The Noise2Inverse strategy can be used with 2.5D CNNs. After acquisition of a stack of sinograms, we propose that each sinogram is split in the angular domain to obtain target sections and complementary input sections. In each training iteration, the target image is a single slice reconstructed from a target section. The input consists of an input slice and context slices reconstructed from the corresponding input section. The procedure is illustrated in Fig. 3. This strategy preserves the Noise2Inverse conditions, as the noise in the input and target is reconstructed from distinct sections of the sinograms, and each part of the sinogram is used as target section.

Dynamic micro-tomography

In dynamic tomography, a full scan of a dynamically evolving process is made at several time steps. In a single time step, movement of the object can result in motion artifacts, severely degrading the quality of the reconstructed image. To prevent such artifacts, the ideal scan time of a time step is bounded by the speed of the evolving process4,6. Additionally, the number of projection images per time step may be limited by the maximum frame rate of the detector. Therefore, both the exposure time and the number of projection images per rotation may be limited, and a reconstruction of a single time step may suffer from sparse angle artifacts41.
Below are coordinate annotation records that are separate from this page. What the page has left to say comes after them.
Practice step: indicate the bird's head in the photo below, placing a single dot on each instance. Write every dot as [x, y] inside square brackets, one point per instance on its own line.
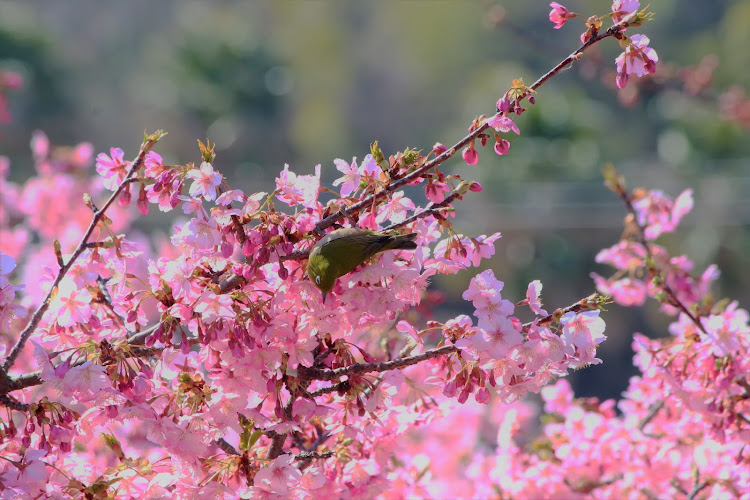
[320, 274]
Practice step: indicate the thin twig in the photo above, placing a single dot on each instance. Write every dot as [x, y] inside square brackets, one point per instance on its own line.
[98, 216]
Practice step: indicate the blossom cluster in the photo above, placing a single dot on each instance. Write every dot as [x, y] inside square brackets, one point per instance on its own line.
[156, 360]
[204, 363]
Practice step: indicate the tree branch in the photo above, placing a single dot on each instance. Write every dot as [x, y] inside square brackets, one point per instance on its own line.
[82, 246]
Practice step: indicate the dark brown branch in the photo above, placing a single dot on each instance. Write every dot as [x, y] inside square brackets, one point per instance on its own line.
[321, 374]
[473, 135]
[664, 286]
[226, 447]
When performing dynamic tomography with angular undersampling, Noise2Inverse benefits from interlaced angular sampling42. Here, the angular sampling at each time step is displaced from the sampling at the previous time step. By combining sinograms of multiple time steps, this technique enables denser angular sampling to be achieved, as illustrated in Fig. 3e. From the combined sinogram, an accurate reconstruction can be computed, possibly even avoiding motion artifacts where and when the object is static. As discussed in Supplementary Note S1, it is likely that a fast dynamic scan uses interlaced angular sampling, either deliberately or as a consequence of minimal mechanical inaccuracies.
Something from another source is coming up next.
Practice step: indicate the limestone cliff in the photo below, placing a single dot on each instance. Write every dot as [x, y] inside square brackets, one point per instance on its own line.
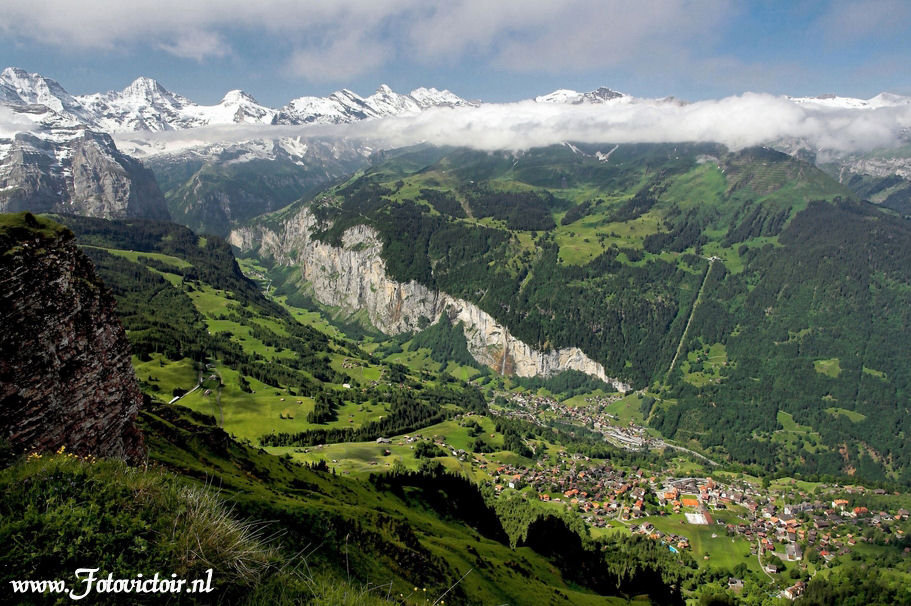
[82, 174]
[66, 377]
[353, 277]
Typically, the dynamic process does not start immediately during the acquisition. This creates a window of opportunity to train a CNN on the first few time steps. Here, interlaced sampling mitigates the effects of undersampling, and motion artifacts are avoided, since the dynamic process has not yet started. We propose that the sinogram stacks of these time steps are combined into a single sinogram stack. The sinogram stack is subdivided such that each input section covers a single time step, and the corresponding target section covers the remaining time steps. During training, the input and target are reconstructed from the input and target sections. This process is displayed in Fig. 3d-f, where three time steps are combined into a single sinogram stack, and two time steps are used to reconstruct the target image in a round-robin fashion. The number of time steps should preferably be chosen such that the interlaced sampling distributes the angles of the projection images evenly over a 360° arc. As in the static 3D case, 2.5D CNN training can be used. After training, the network is applied to each reconstructed time step to obtain a sequence of denoised reconstructions. A similar approach has been described for dynamic magnetic resonance imaging (MRI)21.

This training strategy preserves the Noise2Inverse conditions. The noise in the reconstructed input and target images is independent as the images have been reconstructed from distinct time steps. The second property is satisfied, as each time step occurs in the target images equally often. Note that in contrast to the previous cases, the target is reconstructed from more measurements than the input, since the target is computed using multiple time steps. This enables the target reconstructions to achieve denser angular sampling and causes the network to mitigate sparse angle artifacts.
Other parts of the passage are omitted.